- Deloitte confirms PIA’s no-log claims, with servers running on RAM-only system for maximum privacy.
- Independent audit verifies PIA’s infrastructure is not vulnerable to third-party exploitation, ensuring online activity remains private.
- PIA offers full transparency with open-source apps and regular third-party audits, proving its commitment to data protection.
PIA got purchased by Kape Technologies a couple years ago. With their track record, you can choose to believe the report issued by consultants they paid, or you can just go to companies with better track records, like Mozilla VPN or Mullvad.
Seems like an easy choice to me.
I mean, Mozilla VPN is Mullvad, so yeah. You can trust Mullvad.
Does Mullvad let you use a custom DNS?
Yeah as soon as I saw Delloite I knew it was shit.
I understand the sentiment about the inherent conflict of interest with paying someone to audit your software, but it’s highly unlikely that anyone is going to do that work for free. I’d want some evidence before taking your comment for anything other than opinion/bias. I don’t use any of these products so whatever the reality is doesn’t affect me, it just seems like nuance is too easily lost.
What’s wrong with PIA’s track record?
I used Nord VPN after a lot of research when I initially started using them years ago. What have you heard about them?
Personally I don’t trust companies who aggressively advertise like they do, but that’s not a real reason grounded in evidence. It just tends to be correct. I recommend Mullvad.
They advertise aggressively because running a VPN is ridiculously profitable. I do agree with your apprehensive feeling, but at the same time their advertisements do make sense.
Right,but their YouTube ads also contain a bunch of misleading statements and outright lies about streaming services, privacy and military grade encryption.
They didn’t aggressively advertise when I first started using them like 6 years ago. I have yet to see evidence of their no-log policy being broken but it’s hard to trust most companies these days.

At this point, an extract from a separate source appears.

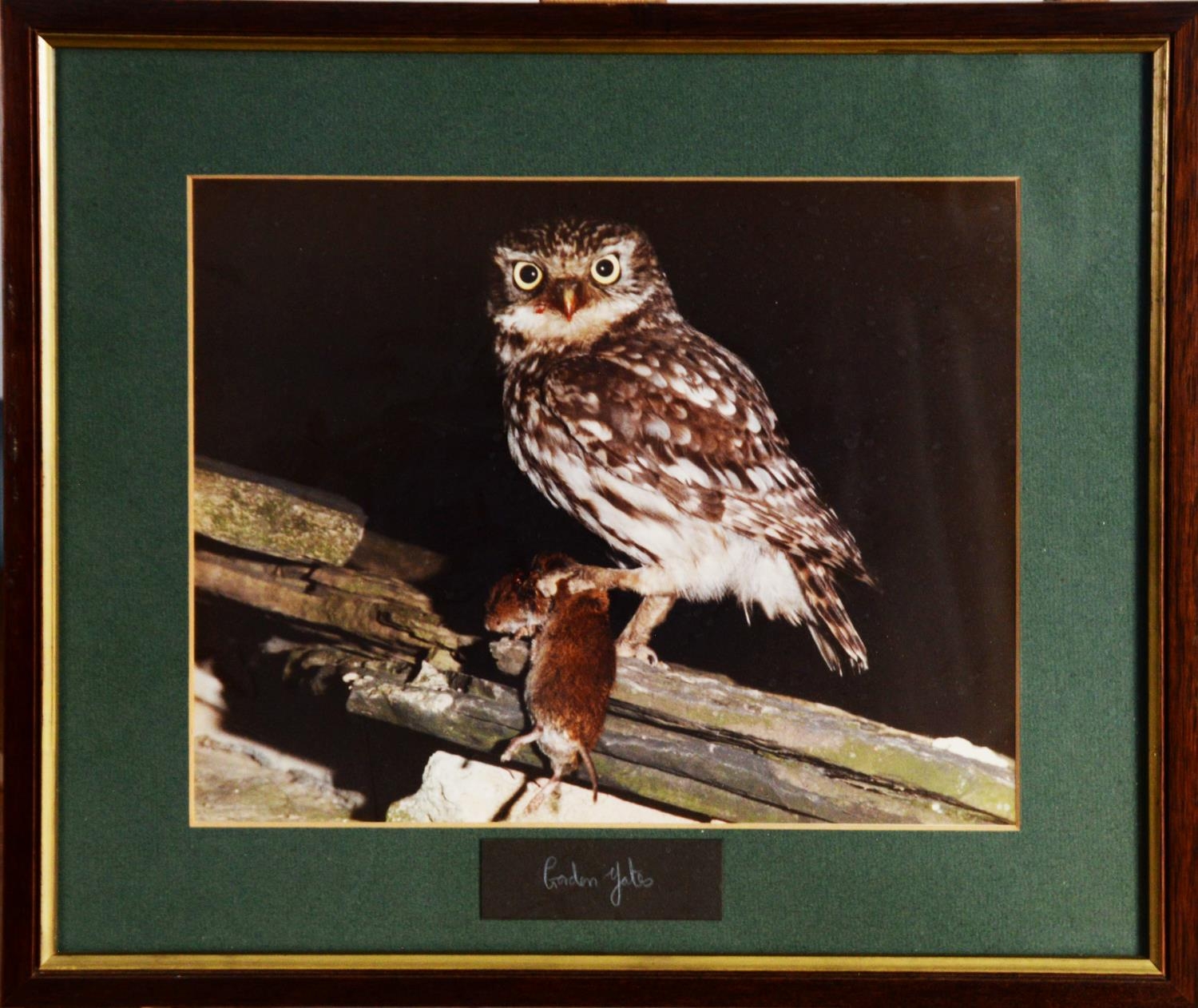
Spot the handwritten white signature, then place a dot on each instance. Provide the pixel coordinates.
(620, 875)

I feel like 6 years ago was the height of their marketing. Literally every podcast I listened to had them as a sponsor and maybe half of the YouTube sponsorships were Nord.
It is because of them most people probably now know what a VPN is, but I feel like their marketing budget is a hundred fold smaller than it used to be.
To counter some of the other comments, them being based in Panama is a huge plus imo, if you’re inclined to do things deemed illegal by local authorities. They have no incentive to comply with government issued search warrants or the like. Most western country-based companies are legally obligated to comply with those requests, or even store information for a number of years. With quantum-based decryption there’s no saying how long even encrypted data will be safe.
That was my rational too when I initially did my research.
I loved mullvad but they removed port forwarding and now I don’t know where to go sadly.